Western Michigan University PhD student and creative writing instructor Iliana Rocha has won the Association for Writers and Writing Programs’ Donald Hall Prize for Poetry. Rocha says in the poetry world, it’s a pretty big deal.
“I would say it’s not the American Idol, but maybe the X-Factor of poetry prizes,” she says.
Rocha will receive a cash prize and have her manuscript Karankawa published by the University of Pittsburgh Press. There are several themes floating around in Karankawa. The title itself refers to a Native American tribe who used to live in the part of Texas Rocha is from. Theirs is a mystery that can never be solved.
“A lot of their history has been lost," Rocha says. "So I guess the natural impulse is to fill the gaps, right? Cause we’re afraid of the mystery behind those omissions.”
But the majority of the book focuses on how grief and desire are linked. Rocha says she made this connection after her aunt passed away from colon cancer.
“And it was really interesting to me because I was living in Arizona at the time and my family there, they’re all in Texas. So I was kind of in a unique position to see the way that each of the family members constructed and acted, performed or internalized their grief. So that was kind of the impetuse for the book.”
In her poem “La Estrella,” Rocha describes the way her grandmother mourned her aunt. For her, it was more of a performance.
“She wore all black. She didn’t leave the house. She didn’t answer the phone. She didn’t have any company for about a year," says Rocha. "So the way that she grieved was very much not just about her own personal experience but she also wanted the family as a community to see her performing her grief. And in a way that makes it more authentic for her.”

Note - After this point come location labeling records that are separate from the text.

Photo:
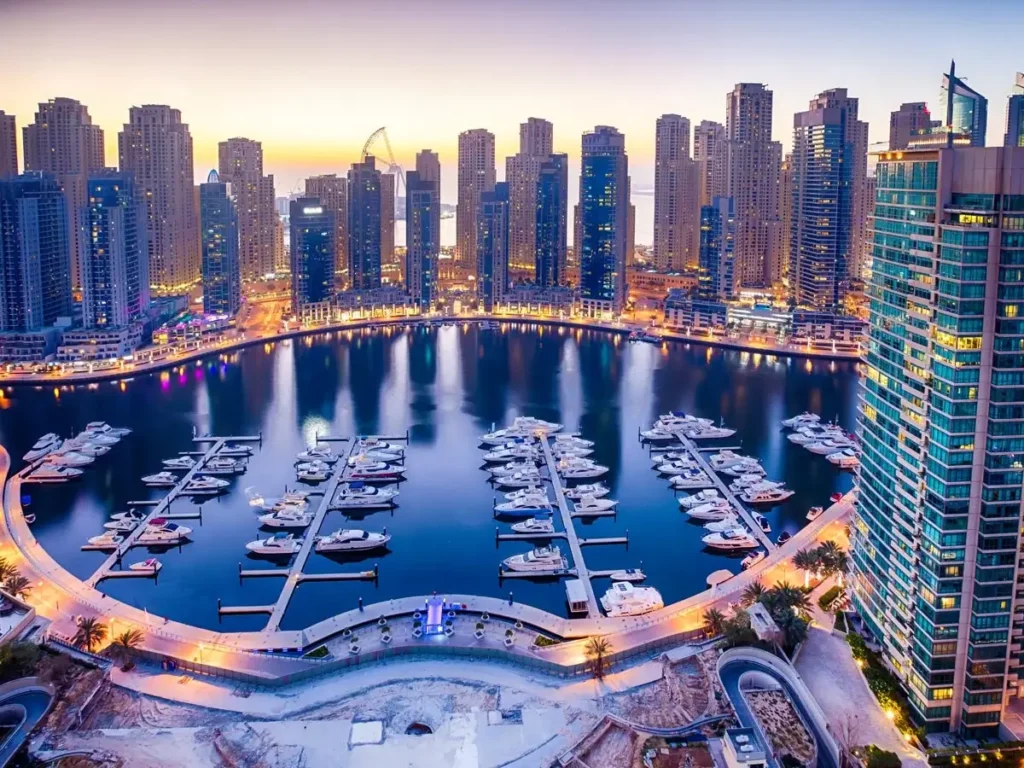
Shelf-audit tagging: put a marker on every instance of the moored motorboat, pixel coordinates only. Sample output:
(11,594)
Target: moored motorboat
(351,540)
(537,560)
(623,599)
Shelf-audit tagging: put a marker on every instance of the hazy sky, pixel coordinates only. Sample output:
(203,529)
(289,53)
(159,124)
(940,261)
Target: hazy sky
(311,79)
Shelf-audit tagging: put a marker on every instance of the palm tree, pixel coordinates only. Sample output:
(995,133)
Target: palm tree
(753,594)
(714,622)
(16,586)
(124,643)
(596,650)
(90,633)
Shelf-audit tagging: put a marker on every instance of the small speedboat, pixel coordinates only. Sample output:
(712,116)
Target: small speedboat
(110,540)
(287,518)
(161,479)
(595,489)
(351,540)
(204,485)
(276,545)
(152,565)
(737,539)
(623,599)
(753,559)
(179,462)
(590,503)
(701,497)
(537,560)
(539,523)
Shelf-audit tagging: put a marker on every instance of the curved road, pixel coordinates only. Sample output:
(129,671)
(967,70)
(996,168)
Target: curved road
(731,673)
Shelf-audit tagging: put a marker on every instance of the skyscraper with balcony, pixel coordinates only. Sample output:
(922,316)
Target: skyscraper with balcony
(157,147)
(718,278)
(62,140)
(312,257)
(604,221)
(829,163)
(1015,115)
(936,535)
(677,190)
(8,145)
(423,227)
(753,167)
(493,247)
(240,164)
(219,228)
(967,111)
(367,199)
(35,260)
(552,215)
(476,175)
(115,258)
(521,172)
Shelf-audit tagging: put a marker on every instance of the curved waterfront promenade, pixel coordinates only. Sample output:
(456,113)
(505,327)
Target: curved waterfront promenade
(788,350)
(257,656)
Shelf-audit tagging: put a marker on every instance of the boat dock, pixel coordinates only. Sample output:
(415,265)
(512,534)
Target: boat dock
(570,535)
(157,510)
(694,451)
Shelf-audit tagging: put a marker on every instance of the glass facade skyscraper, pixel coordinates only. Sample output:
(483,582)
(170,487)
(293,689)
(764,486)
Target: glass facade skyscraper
(221,267)
(604,212)
(35,255)
(493,246)
(937,532)
(552,216)
(312,242)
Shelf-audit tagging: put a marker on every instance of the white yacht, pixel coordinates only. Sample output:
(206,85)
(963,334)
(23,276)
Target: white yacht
(42,446)
(110,540)
(316,453)
(737,539)
(753,559)
(204,486)
(540,559)
(222,465)
(701,497)
(845,459)
(712,511)
(312,471)
(179,462)
(540,523)
(236,451)
(691,478)
(160,530)
(590,503)
(725,459)
(524,505)
(623,599)
(772,496)
(287,518)
(151,565)
(803,420)
(279,544)
(596,489)
(386,473)
(351,540)
(357,495)
(53,473)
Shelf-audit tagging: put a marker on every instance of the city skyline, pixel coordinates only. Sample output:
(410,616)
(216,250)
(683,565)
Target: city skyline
(268,100)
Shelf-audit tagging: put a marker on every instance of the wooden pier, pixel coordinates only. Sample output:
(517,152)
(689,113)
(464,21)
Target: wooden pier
(570,535)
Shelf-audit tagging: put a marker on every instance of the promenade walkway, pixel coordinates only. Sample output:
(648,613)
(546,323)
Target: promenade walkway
(59,596)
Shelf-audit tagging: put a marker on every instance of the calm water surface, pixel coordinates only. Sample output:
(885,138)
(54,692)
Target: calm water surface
(446,386)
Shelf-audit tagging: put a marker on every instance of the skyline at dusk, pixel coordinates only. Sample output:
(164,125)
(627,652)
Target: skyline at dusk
(429,73)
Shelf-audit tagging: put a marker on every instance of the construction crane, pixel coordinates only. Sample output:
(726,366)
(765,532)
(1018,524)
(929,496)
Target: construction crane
(393,167)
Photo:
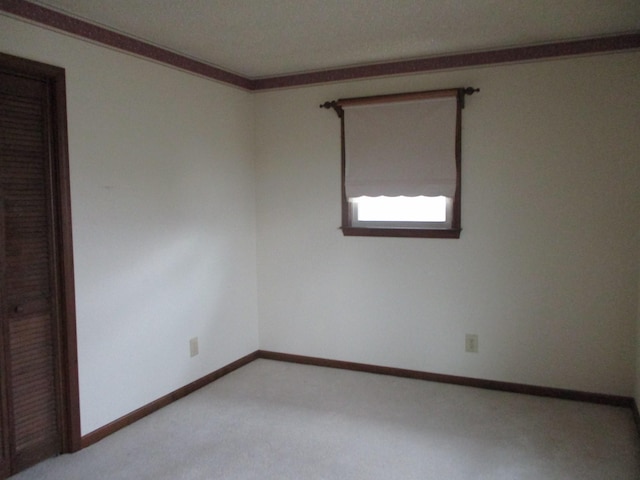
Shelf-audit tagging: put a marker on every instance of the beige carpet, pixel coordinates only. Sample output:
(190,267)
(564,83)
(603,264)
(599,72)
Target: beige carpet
(274,420)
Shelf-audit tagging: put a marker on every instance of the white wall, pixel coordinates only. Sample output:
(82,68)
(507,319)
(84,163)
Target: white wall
(546,269)
(163,211)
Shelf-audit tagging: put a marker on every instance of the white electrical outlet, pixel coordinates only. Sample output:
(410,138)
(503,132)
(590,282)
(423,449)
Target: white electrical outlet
(471,343)
(193,346)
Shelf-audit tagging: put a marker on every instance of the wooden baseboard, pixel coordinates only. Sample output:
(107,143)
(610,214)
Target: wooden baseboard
(613,400)
(145,410)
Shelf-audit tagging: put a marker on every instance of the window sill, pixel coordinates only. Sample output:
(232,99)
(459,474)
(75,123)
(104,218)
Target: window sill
(400,232)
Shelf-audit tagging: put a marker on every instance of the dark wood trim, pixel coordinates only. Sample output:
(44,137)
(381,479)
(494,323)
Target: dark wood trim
(59,21)
(348,231)
(102,432)
(462,60)
(600,398)
(64,248)
(636,414)
(95,33)
(60,192)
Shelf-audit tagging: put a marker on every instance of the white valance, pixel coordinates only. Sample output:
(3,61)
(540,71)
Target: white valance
(401,148)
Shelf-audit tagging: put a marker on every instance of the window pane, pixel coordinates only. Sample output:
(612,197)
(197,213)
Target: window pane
(401,209)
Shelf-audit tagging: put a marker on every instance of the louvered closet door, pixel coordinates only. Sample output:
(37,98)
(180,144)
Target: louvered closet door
(30,427)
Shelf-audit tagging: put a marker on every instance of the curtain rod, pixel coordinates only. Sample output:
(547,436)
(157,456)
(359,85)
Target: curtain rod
(338,104)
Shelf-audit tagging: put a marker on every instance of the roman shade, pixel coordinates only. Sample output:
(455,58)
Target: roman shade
(403,146)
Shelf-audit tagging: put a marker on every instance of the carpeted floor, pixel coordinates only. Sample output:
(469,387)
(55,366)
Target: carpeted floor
(274,420)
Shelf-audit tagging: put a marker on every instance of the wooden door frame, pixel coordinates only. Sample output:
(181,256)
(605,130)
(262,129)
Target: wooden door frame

But the book isn’t all about grief, it’s also about desire. Rocha says desire is in some ways very much like grief.
“Because both of those emotions rest on the fact that those are things that you can no longer possess or you can’t have," she says. "So there’s a lot of grief in the book, there’s also a lot of eroticism that’s positioned…that I wanted to position close to the grief. There’s a lot of gender issues, sexuality.”
Rocha says everyone handles grief and desire differently. The important thing is to accept everyone’s process. Rocha says her way of coping is through humor. In her poem “Hot Mess,” Rocha makes light of her best friend’s double mastectomy after they found cancer in her breasts last year. Here’s an excerpt:
How did you say goodbye to them? Did you light a candle at their altar? Was it more like flowers or a note of condolence? I can’t imagine you—Miss Thang—getting the news or being rolled into the O.R. All the talk of deformities and motherhood and bodies turning against us. And no man, no man here. Isn’t it sad?
Donald Hall Poetry Prize Winner Iliana Rocha is a PhD student at WMU and is the assistant director at Western’s writing center. Her book Karankawa will be released next fall.